Trump PA rally 3 3-10-18
Trump considers death penalty for drug dealers
01:38 - Source: CNN
CNN  — 

President Donald Trump will roll out new plans to tackle the country’s opioid epidemic on Monday in New Hampshire, the White House said Sunday.

The plan will include stiffer penalties for high-intensity drug traffickers, including the death penalty for some, Andrew Bremberg, director of the White House Domestic Policy Council, told reporters Sunday.

Trump’s long-awaited plan will focus on three areas: Law enforcement and interdiction, prevention and education through a sizable advertising campaign,, improving the ability to fund treatment through the federal government, and help those impacted by the epidemic find jobs while fighting addiction, Bremberg and White House counselor Kellyanne Conway said.

Congress recently appropriated $6 billion to combat the opioid epidemic, and a senior administration official told CNN that Trump’s plan will lay out how the administration believes that money should be spent.

The concept of the death penalty for certain drug traffickers is something Trump has been outspoken about, but this will be the first time it will be part of an official administration plan.

“The Department of Justice will seek the death penalty against drug traffickers when it’s appropriate under current law,” Bremberg told reporters during a phone call Sunday evening.

Trump called for the death penalty to drug dealers earlier this month at a rally in Pennsylvania. His plan is expected to focus on sentencing reforms for drug dealers that would stiffen penalties for high-intensity drug dealers while “other people languishing in prison for these low-level drug crimes,” a senior administration official said.

“The President thinks that the punishment doesn’t fit the crime,” the official said, adding that these penalties would be for dealers who bring large quantities of opioids – particular fentanyl – into the United States, not the people that are “are growing pot in the backyard or a friend who has a low-level possession crime.

“His plan will address, and he will address, the stiffening of penalties for the people who are bringing the poison into our communities,” the official added.

The official stressed that the speech and plan are still being reviewed and subject to change, meaning how much Trump focuses on the death penalty and tougher punishment is still uncertain.

On Sunday’s call with reporters, administration officials would not get into specifics on Trump’s death penalty proposal and referred all questions to the Department of Justice.

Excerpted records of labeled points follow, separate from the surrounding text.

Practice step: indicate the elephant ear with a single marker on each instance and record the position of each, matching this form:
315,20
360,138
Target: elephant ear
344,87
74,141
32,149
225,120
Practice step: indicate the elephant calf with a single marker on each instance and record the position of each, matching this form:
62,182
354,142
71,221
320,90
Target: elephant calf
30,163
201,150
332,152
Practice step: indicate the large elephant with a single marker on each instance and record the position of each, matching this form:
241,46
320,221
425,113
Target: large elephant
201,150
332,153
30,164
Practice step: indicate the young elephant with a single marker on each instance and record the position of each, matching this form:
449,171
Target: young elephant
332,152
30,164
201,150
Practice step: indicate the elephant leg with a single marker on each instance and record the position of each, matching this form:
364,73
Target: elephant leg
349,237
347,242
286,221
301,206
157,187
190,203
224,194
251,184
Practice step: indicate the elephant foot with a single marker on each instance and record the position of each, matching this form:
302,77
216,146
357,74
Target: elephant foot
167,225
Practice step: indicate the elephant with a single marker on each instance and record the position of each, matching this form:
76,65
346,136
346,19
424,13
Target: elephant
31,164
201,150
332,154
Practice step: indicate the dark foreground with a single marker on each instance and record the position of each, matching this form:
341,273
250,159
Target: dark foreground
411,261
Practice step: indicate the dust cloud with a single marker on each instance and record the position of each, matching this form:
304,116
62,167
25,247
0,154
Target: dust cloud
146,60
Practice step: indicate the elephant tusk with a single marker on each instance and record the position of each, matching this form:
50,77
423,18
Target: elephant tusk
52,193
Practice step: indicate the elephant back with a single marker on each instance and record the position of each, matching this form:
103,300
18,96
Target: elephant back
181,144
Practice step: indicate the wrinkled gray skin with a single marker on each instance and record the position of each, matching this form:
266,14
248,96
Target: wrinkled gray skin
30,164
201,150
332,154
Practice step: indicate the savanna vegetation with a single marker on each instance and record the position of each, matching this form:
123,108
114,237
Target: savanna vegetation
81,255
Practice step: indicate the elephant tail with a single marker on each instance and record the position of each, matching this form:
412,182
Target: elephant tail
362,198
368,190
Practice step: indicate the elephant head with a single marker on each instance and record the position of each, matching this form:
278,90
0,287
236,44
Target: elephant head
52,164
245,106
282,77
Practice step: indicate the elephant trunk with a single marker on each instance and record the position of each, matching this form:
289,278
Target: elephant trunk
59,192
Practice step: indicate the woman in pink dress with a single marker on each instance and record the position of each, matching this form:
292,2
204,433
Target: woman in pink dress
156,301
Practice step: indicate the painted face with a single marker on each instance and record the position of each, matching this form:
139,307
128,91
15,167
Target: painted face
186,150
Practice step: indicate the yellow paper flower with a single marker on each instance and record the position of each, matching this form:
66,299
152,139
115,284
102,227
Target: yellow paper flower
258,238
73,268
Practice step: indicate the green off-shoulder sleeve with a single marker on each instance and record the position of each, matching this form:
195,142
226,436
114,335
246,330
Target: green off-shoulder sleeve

When asked if the death penalty would be an appropriate punishment for some traffickers, a senior administration official again referred the question to the department but said capital punishment would be fitting in some instances.

The official said the death penalty proposal would be something the Justice Department will be “examining to move ahead with to make sure that’s done appropriately” and not wait for Congress to propose possible legislation on the matter.

In support of the proposal, Trump told an audience in Pennsylvania this month that “a drug dealer will kill 2,000, 3,000, 5,000 people during the course of his or her life” and not be punished as much as a murderer.

“Thousands of people are killed or their lives are destroyed, their families are destroyed. So you can kill thousands of people and go to jail for 30 days,” Trump said. “They catch a drug dealer, they don’t even put them in jail.”

Trump then touted the way Singapore handled drug dealers with the death penalty.

“That means if we catch a drug dealer, death penalty,” Trump said.

Trump’s talk of stricter penalties for drug crimes has worried some treatment advocates, who have said there is no way the United States can punish its way out of the opioid epidemic.